Each monitor has its own criteria and set of prerequisites that must exist before it will run. There is also a hierarchy to how each monitor runs. In this instance, the catalytic converter monitor would not run because the oxygen sensor monitor had not set and the computer relies upon the oxygen sensors to test the efficiency of the catalyst to set that monitor. With the oxygen sensors passing their test, they were then able to determine a fault in the emission control system with an inefficient catalytic converter.

Since the catalytic converter had to be ordered from an out of state warehouse, this entire process took several days. With each diagnostic milestone, I called the customer and explained in the same detail I have illustrated here what would be required to repair their vehicle for it to meet our state inspection requirements.

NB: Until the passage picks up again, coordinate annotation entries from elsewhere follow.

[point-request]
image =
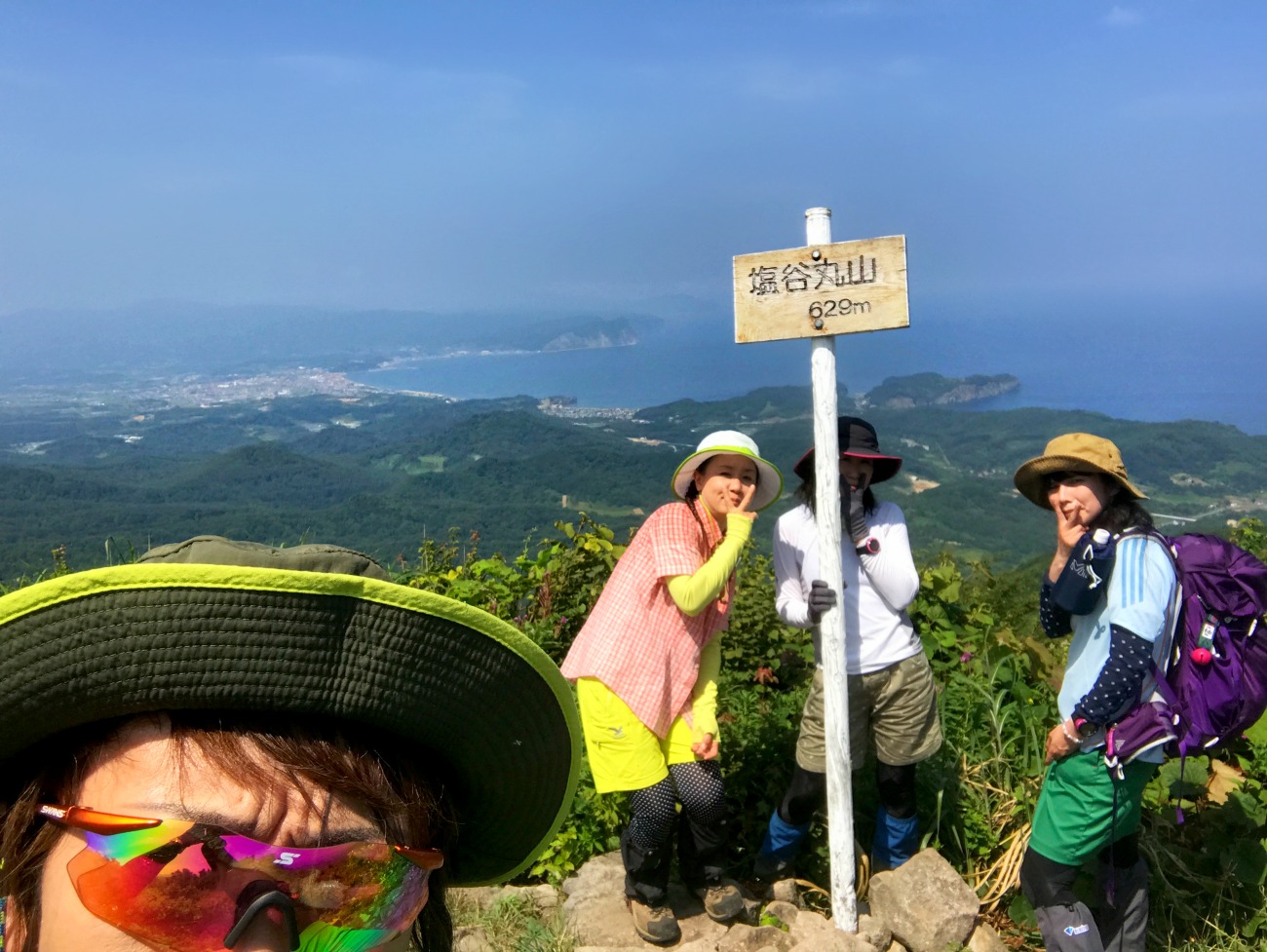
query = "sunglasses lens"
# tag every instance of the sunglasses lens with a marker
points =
(184, 887)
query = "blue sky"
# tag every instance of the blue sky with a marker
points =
(452, 156)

Ironically, while in the process of replacing the catalytic converter I received a phone call inquiring if we do FREE Check Engine Light Diagnostics. At first I frowned, but rather than explain economics 101 to them, I directed them to call a local franchise parts store that offers free computer code checking, the required diagnostics and will then sell you all the parts for you to repair the problem. My mind wandered to the $120.00 bill I paid earlier in the day for a local heating and air conditioning company to diagnose our inoperative central air system for the office which took all of 30 minutes tops. That transitioned to the recent notice that our medical plan was increasing by 12% this year and the impact that will have on our current monthly premium that already amounts to a modest mortgage payment. The phone rings, it’s an appointment, which causes me to focus on their request. Afterward; I take a deep breath and go back to the repair task at hand.

After completing the replacement of the failed catalytic converter, I performed yet another 10 minute drive cycle and this time all the monitors set except for the evaporative system (one of the hardest monitors to get to run and set). No pending faults were stored in the computer system, so I was 99% confident that the vehicle would now pass Delaware State inspection. The following day the customer called to report that the vehicle finally passed.

Gone are the days we could open the hood and turn a screw or simply adjust the timing and the car ran better. Does it bother me that technology has accelerated to levels well beyond those of comparable trades yet we fail to be recognized accordingly? Absolutely! But at the end of the day I head home with a strong sense of accomplishment in having a satisfied customer which makes it worthwhile.